Now there was a very contentious briefing from the White House. Scott McClellan, the White House Press Secretary today making the case that there's a difference between a levee break and trying to help people, and that even if the White House was informed of the levee break, it doesn't mean that they understood the extent of the flooding and that it would continue to be so damaging to so many homes and so many people.
BRAND: Well, until today, how successfully has the Bush Administration been in countering charges of incompetence and neglect?

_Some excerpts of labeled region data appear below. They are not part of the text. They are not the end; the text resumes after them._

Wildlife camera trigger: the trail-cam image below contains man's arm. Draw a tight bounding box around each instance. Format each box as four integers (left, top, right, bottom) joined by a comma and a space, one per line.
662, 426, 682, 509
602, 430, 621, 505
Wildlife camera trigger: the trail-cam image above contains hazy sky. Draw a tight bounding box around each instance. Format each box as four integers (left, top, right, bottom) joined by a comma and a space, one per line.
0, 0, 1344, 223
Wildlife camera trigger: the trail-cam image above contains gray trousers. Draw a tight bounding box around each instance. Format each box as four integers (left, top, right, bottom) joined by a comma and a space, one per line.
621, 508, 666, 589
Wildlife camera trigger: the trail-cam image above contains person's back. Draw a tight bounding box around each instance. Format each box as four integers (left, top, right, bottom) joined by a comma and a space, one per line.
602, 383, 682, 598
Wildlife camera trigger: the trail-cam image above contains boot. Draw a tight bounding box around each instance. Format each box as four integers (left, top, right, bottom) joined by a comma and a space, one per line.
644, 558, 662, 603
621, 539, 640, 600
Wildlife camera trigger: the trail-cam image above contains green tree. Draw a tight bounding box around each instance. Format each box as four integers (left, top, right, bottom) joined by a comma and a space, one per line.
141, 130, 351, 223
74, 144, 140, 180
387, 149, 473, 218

WILLIAMS: Well, not very successful, as I said. I think that if you look at the polls, what you see is that most Americans feel that there was a failure, a massive failure on the part of the government to adequately deal with this problem, and as you heard, you know, in the previous report, you had people like Michael Brown making the case that he had sent emails, had conversations with high-ranking White House officials, there is no higher-ranking official than the President, emails to the President, to the White House Chief of Staff Andy Card, and all indicating that it was going to be a bad one and making the case that they needed more supplies, more funds.
And so Michael Brown, who was the scapegoat initially, seems to have decided to testify, and there was some question as to whether he would testify today, largely to try to save his own name.
BRAND: And in other news, President Bush was out yesterday defending his response to 9/11 and issues of terrorism, and he gave a speech saying that there was a terrorist attack that his Administration thwarted in Los Angeles. And tell us about that.
WILLIAMS: Well, I mean he's making the case, you know, sort of in the context of the ongoing conversation about the Patriot Act, and it looks as of there's a compromise now that will allow the Senate to vote to extend that Patriot Act. He's also making this speech in the context of the fact that, you know, the polls indicate that this issue, the ability to handle terrorism, to fight terrorism, is the GOP's strongest hand in upcoming elections.
Karl Rove, the President's political advisor, has said just that. And he's also doing it in the context of arguments over whether or not the White House should have the ability to place wiretaps without getting court authorization. Fran Townsend, the terrorism aid to the President, refuses to say whether or not wiretaps were involved in disclosing or stopping this attack in Los Angeles, Madeleine, but I think the inference is there, or she hopes that people get that inference and back off in terms of requiring more.
Senator Specter has been talking about, for example, insisting that the White House go to the FEMA court and justify the need for any warrant, any wiretapping, I should say.
BRAND: The FISA court. All this is taking place of course in the context of an election year, and you mentioned the latest poll. Tell us more about that. How is the public reacting?
WILLIAMS: Well, the public is, you know, if you look at the Pugh poll just out, the Pugh poll indicates now, nine months before November, a midterm race, that Democrats hold a substantial lead, about 50 to 41 in the overall horserace. You know, do you prefer a Democrat or Republican? It's the Democrats that are being preferred. And one thing, Madeleine, four years ago Independents were evenly divided, Republican and Democrat. At the moment, those Independents have a 19 point preference for Democrats. So you can see, Democrats are the ones benefiting at the moment.
BRAND: NPR senior correspondent and regular DAY TO DAY contributor Juan Williams. Thanks a lot, Juan.